Getting the Hellfire Predator ready to hunt Osama bin Laden was taking a lot longer, and proving much more difficult, than those who wanted to use it that way had expected.
* * *
So was getting a decision on whether to use it. Six days after the MTS ball went back to Raytheon, Richard Clarke finally got a semblance of what he had been urging since President Bush took office: high-level attention to the Al Qaeda threat. On April 30, the NSC’s Deputies Committee met to review terrorism policy for the first time under Bush. By then, Clarke was increasingly frustrated with the new administration’s approach to what, in his judgment, was the most serious and immediate threat facing the United States.
Earlier that spring, Condoleezza Rice, the new national security adviser, had decided to downgrade Clarke’s position. She cut him out of meetings he had formerly attended of the Principals Committee, meaning the NSC’s five statutory members (the president, the vice president, and the secretaries of state, defense, and treasury) and other legally designated advisers.
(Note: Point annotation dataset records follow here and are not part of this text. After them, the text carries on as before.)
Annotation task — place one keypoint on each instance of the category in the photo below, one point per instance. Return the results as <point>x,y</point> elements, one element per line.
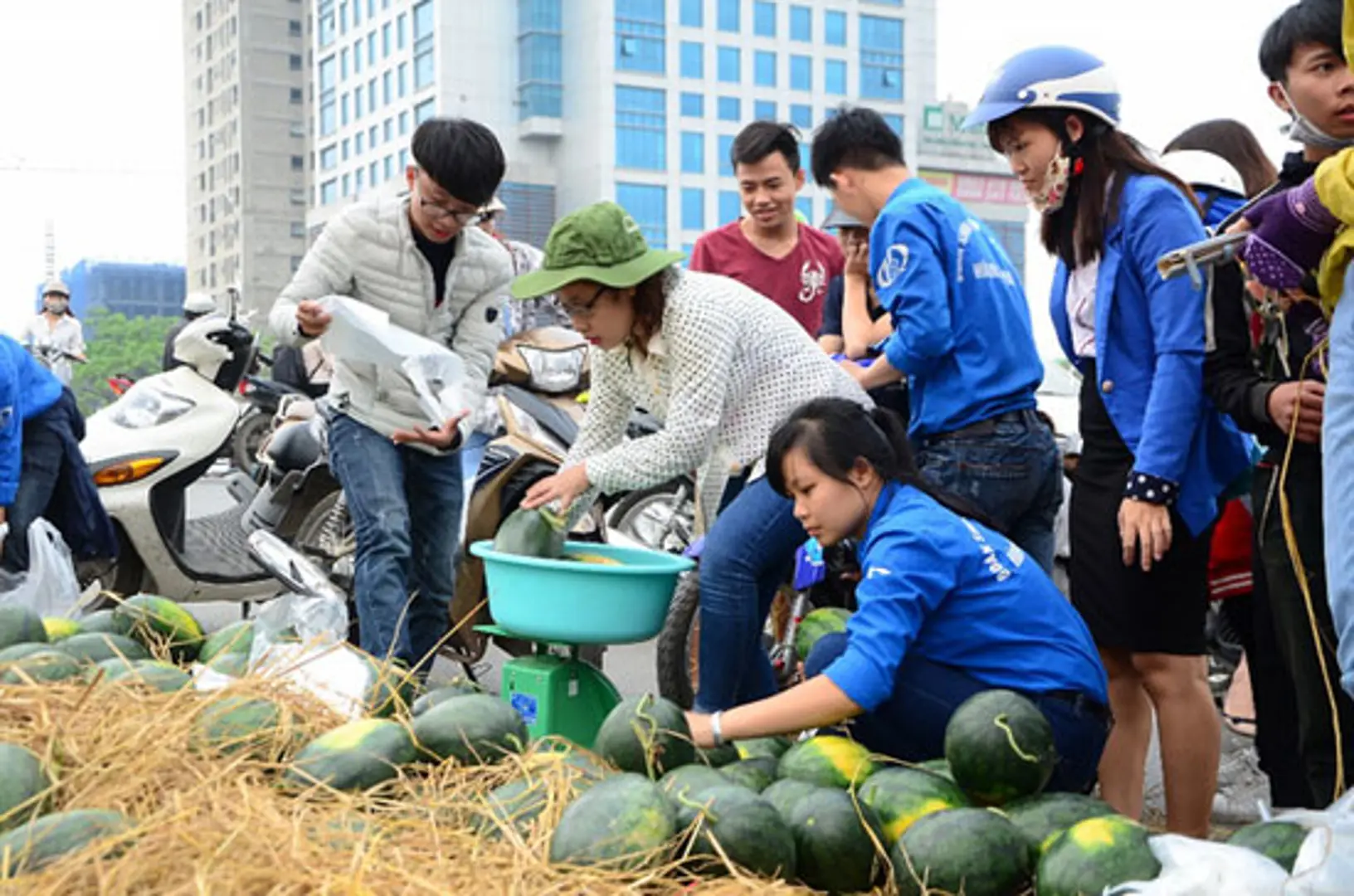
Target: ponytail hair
<point>835,432</point>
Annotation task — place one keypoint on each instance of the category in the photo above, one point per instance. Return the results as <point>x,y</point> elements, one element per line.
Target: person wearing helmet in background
<point>1155,455</point>
<point>194,304</point>
<point>55,334</point>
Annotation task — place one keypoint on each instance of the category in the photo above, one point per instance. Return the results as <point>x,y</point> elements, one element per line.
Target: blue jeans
<point>405,508</point>
<point>748,555</point>
<point>1338,497</point>
<point>910,724</point>
<point>1011,470</point>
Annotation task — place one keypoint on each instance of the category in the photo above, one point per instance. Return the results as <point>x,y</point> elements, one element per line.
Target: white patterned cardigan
<point>726,368</point>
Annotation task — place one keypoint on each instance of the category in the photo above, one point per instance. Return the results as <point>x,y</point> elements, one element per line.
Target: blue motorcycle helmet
<point>1050,77</point>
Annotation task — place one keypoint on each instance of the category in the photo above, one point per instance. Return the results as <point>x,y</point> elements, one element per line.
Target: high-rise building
<point>634,100</point>
<point>246,105</point>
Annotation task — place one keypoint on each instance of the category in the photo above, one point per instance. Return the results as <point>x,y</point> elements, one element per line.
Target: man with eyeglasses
<point>420,259</point>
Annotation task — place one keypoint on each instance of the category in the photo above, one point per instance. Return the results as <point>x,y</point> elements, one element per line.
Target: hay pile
<point>222,825</point>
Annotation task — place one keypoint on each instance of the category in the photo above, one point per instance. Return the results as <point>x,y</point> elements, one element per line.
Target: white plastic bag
<point>1203,868</point>
<point>49,587</point>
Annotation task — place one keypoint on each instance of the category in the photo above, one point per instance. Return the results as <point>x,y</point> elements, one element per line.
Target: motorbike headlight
<point>144,407</point>
<point>554,371</point>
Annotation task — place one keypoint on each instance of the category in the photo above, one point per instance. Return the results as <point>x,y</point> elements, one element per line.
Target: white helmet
<point>195,347</point>
<point>1201,168</point>
<point>198,304</point>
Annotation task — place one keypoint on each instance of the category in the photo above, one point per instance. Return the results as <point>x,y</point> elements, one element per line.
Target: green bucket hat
<point>600,242</point>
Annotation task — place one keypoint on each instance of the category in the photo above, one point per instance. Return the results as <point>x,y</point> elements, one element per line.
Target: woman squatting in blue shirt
<point>947,606</point>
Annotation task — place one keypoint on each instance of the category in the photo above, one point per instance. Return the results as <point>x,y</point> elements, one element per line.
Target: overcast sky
<point>92,109</point>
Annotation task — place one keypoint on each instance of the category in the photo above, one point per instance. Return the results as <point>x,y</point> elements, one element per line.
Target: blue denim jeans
<point>748,555</point>
<point>1011,471</point>
<point>1338,497</point>
<point>910,724</point>
<point>405,508</point>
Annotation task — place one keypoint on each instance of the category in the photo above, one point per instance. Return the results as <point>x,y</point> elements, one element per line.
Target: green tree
<point>117,347</point>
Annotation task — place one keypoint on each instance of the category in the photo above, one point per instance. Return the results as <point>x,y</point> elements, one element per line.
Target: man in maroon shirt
<point>769,249</point>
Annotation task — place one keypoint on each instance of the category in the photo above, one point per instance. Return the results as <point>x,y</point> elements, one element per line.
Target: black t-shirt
<point>439,256</point>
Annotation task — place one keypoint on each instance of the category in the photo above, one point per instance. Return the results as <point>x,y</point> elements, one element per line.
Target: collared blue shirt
<point>960,595</point>
<point>962,326</point>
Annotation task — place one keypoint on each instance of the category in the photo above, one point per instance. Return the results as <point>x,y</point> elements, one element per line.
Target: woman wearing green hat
<point>722,366</point>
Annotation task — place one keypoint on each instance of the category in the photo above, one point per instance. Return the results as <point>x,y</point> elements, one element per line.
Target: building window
<point>640,128</point>
<point>640,36</point>
<point>692,60</point>
<point>730,206</point>
<point>730,62</point>
<point>728,18</point>
<point>647,205</point>
<point>835,77</point>
<point>692,209</point>
<point>764,68</point>
<point>880,58</point>
<point>835,27</point>
<point>764,18</point>
<point>694,153</point>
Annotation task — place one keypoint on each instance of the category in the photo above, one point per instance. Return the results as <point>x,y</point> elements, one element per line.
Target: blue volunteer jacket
<point>959,595</point>
<point>962,329</point>
<point>1150,341</point>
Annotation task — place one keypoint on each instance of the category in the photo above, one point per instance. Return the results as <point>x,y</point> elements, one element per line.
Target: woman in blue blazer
<point>1155,455</point>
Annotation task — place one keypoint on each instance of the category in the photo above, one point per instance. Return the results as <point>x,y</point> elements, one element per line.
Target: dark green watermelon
<point>646,735</point>
<point>971,851</point>
<point>1000,747</point>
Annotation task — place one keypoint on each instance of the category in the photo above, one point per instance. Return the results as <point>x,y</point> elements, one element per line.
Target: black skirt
<point>1158,612</point>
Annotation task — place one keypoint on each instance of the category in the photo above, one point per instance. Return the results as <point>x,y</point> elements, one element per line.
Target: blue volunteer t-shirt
<point>960,595</point>
<point>962,330</point>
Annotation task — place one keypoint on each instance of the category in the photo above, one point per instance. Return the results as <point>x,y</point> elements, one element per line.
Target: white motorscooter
<point>158,439</point>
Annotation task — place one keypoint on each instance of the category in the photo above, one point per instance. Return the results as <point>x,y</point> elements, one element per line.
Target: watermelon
<point>825,621</point>
<point>971,851</point>
<point>41,666</point>
<point>902,796</point>
<point>531,533</point>
<point>646,735</point>
<point>837,842</point>
<point>1041,819</point>
<point>786,795</point>
<point>21,626</point>
<point>756,774</point>
<point>236,638</point>
<point>95,647</point>
<point>353,757</point>
<point>473,730</point>
<point>60,628</point>
<point>1279,840</point>
<point>829,761</point>
<point>1094,855</point>
<point>1000,747</point>
<point>748,829</point>
<point>23,786</point>
<point>623,822</point>
<point>49,838</point>
<point>458,688</point>
<point>160,623</point>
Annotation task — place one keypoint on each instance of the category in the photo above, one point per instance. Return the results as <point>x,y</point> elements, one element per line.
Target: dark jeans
<point>1298,651</point>
<point>747,557</point>
<point>1008,467</point>
<point>910,724</point>
<point>405,508</point>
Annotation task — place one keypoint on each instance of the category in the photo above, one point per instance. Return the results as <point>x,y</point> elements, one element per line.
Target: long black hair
<point>835,432</point>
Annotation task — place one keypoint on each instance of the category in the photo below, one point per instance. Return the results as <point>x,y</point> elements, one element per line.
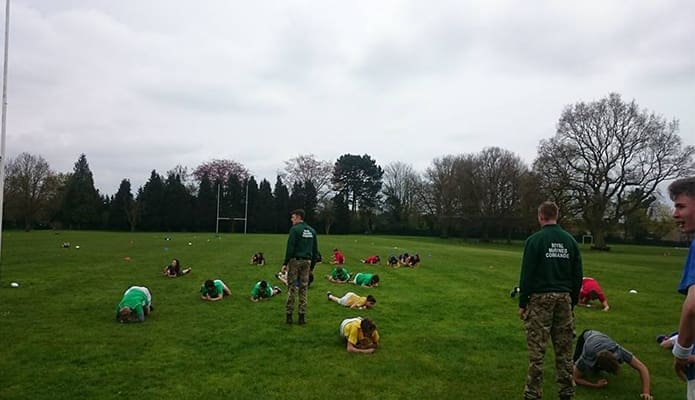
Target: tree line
<point>603,167</point>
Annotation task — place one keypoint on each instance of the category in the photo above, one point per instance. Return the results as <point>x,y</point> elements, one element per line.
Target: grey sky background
<point>143,85</point>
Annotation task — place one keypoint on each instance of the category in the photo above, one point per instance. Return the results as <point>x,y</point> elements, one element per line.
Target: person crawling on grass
<point>135,305</point>
<point>258,259</point>
<point>596,352</point>
<point>339,275</point>
<point>366,280</point>
<point>360,335</point>
<point>262,291</point>
<point>393,261</point>
<point>174,270</point>
<point>353,300</point>
<point>214,290</point>
<point>372,260</point>
<point>282,275</point>
<point>591,290</point>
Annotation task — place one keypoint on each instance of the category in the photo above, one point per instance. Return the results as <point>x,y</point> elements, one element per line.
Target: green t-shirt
<point>258,293</point>
<point>551,263</point>
<point>363,279</point>
<point>342,276</point>
<point>302,243</point>
<point>216,292</point>
<point>135,300</point>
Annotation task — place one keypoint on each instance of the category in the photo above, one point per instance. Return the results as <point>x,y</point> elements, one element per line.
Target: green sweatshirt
<point>551,263</point>
<point>302,243</point>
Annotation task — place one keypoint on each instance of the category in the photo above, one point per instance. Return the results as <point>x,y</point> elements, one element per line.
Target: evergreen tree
<point>121,205</point>
<point>341,215</point>
<point>177,205</point>
<point>81,203</point>
<point>265,217</point>
<point>151,198</point>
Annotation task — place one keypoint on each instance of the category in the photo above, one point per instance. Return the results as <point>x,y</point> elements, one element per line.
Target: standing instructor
<point>551,277</point>
<point>300,258</point>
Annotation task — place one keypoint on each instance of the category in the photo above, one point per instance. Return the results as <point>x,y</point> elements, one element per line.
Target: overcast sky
<point>139,85</point>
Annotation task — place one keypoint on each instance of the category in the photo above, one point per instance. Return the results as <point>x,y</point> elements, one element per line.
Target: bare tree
<point>605,150</point>
<point>446,182</point>
<point>496,187</point>
<point>29,183</point>
<point>401,188</point>
<point>306,168</point>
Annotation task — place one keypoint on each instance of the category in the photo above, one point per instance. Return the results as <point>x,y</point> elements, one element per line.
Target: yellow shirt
<point>353,334</point>
<point>355,300</point>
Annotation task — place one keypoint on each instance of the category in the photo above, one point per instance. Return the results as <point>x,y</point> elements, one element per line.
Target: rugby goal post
<point>246,211</point>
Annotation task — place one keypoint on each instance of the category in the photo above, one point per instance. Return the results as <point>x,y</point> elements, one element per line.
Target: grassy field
<point>449,328</point>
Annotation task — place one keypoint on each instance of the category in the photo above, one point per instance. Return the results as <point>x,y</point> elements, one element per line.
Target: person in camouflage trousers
<point>300,258</point>
<point>551,277</point>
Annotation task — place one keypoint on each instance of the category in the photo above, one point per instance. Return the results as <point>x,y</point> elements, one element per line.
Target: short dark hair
<point>298,212</point>
<point>682,186</point>
<point>549,210</point>
<point>368,326</point>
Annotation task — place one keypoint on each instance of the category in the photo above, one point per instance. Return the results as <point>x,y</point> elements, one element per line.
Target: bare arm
<point>354,349</point>
<point>579,380</point>
<point>644,374</point>
<point>686,330</point>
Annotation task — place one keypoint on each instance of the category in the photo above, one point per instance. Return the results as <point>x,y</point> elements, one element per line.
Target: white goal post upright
<point>246,210</point>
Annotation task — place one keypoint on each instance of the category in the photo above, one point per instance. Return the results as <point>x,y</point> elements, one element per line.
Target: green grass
<point>449,329</point>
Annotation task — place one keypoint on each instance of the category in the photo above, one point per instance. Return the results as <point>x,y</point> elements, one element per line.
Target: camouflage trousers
<point>297,281</point>
<point>549,315</point>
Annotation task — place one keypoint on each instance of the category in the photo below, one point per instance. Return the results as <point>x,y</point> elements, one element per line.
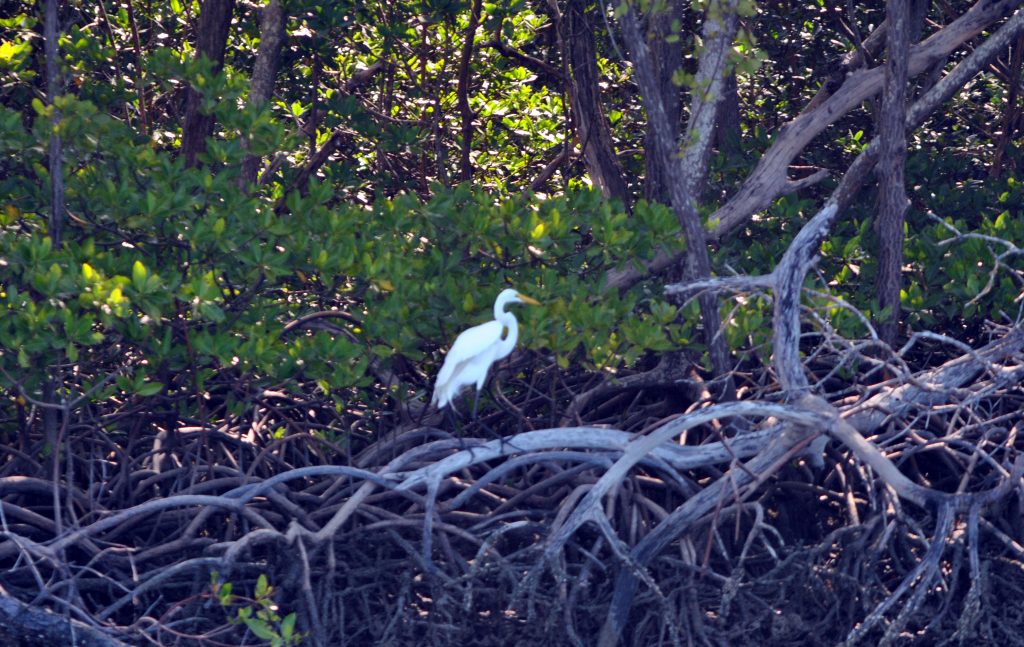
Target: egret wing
<point>471,344</point>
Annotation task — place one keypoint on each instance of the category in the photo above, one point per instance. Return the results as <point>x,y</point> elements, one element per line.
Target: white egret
<point>475,349</point>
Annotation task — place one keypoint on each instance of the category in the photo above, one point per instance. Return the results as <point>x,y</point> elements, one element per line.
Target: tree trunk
<point>892,192</point>
<point>271,38</point>
<point>465,68</point>
<point>667,57</point>
<point>577,38</point>
<point>55,151</point>
<point>687,173</point>
<point>211,40</point>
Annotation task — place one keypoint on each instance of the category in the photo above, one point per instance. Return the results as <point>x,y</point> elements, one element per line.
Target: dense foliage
<point>330,240</point>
She also decided that Clarke’s interagency Counterterrorism Security Group would no longer report to the Principals Committee directly, as it had done under Clinton. Rice asked Clarke to stay on at the NSC, but she and her deputy, Stephen Hadley, wanted a new, more comprehensive approach to combatting terrorism, as opposed to what she regarded as “tit-for-tat” responses exemplified by President Clinton’s cruise missile strikes on targets in Afghanistan and Sudan after Al Qaeda’s bombings of U.S. embassies in Africa in 1998.